The total energy of your system is the kinetic energy plus the potential energy, which must be constant.
With a mass m moving along an x-axis, it takes the form:

E = (1/2)m xdot^2 + V(x) = constant

If you take the derivative with respect to t, you get:

m xdot xdotdot + V'(x) xdot = 0

which simplifies to:

m xdotdot = -V'(x)

You have already deduced which form V(x) takes.
To be a little more in line with physics, it is actually:

V(x) = m(ax^2/2-x^4/4) + V₀

where V₀ some constant, or more specifically the potential energy when x=0.


The stationary points occur when xdot = 0.
When this happens we have:

E = (1/2)m xdot^2 + V(x) = 0 + V(x)

In other words:

V(x) = m(ax^2/2-x^4/4) + V₀ = E

Solve for x and you find your stationary points.

Can you analyze the graph of V(x) versus x?
And perhaps draw it?

You should find the V(x) takes certain maxima somewhere.
These are interesting points.
Can you find them?

In particular you'll have 2 maxima that have the same potential energy.
So if we release a test mass at one of these maxima with initial speed zero, it will "just" remain between these maxima.
And moreover the total energy E of the system will be equal to the potential energy in these maxima.

These maxima are what you are asked for.

Thanks for the reply!

when you say the stationary points occur when xdot=0, are we interested in these because they correspond to the fixed points?

I kind of lost what you were saying when you were talking about the maxima of V(x). I have plotted the function and seen the maxima but am confused how this relates to the question.

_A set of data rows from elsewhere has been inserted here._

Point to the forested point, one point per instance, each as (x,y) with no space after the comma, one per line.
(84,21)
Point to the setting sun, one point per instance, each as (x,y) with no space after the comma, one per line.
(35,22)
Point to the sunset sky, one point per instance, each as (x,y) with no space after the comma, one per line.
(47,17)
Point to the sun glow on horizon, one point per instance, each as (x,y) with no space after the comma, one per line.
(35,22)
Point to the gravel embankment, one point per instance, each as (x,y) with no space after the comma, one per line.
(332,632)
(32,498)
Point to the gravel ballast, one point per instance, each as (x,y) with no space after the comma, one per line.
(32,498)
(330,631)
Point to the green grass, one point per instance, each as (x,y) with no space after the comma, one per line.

If we take our expression for E and find the value of it at the fixed points (which is equal), does this mean that at all points on the trajectory between the fixed points, the trajectory will will have this energy? (as we have shown that E is constant)?

however at the exact fixed point the trajectory will not move at all, does this matter?

I kind of lost what you were saying when you were talking about the maxima of V(x). I have plotted the function and seen the maxima but am confused how this relates to the question.

So?
At which x positions does V(x) take its maxima?
And how high are these maxima?

however at the exact fixed point the trajectory will not move at all, does this matter?

The point of the problem is that you find the behavior of the system.



This picture shows the relevant equilibrium types.

If the system starts between the 2 maxima of V(x) with an energy that is less than the V(x) in those 2 maxima, it will oscillate between the corresponding 2 positions (stable).
If the system starts between the 2 maxima with a greater energy, it will be unstable and move to infinity.
If the system starts either left or right of those 2 maxima, regardless of the energy, the system is unstable and will move to infinity.

So the interesting question is what the threshold energy is, such that the system is on the verge of becoming unstable.
As a side note, the system will be in an unstable equilibrium at this point.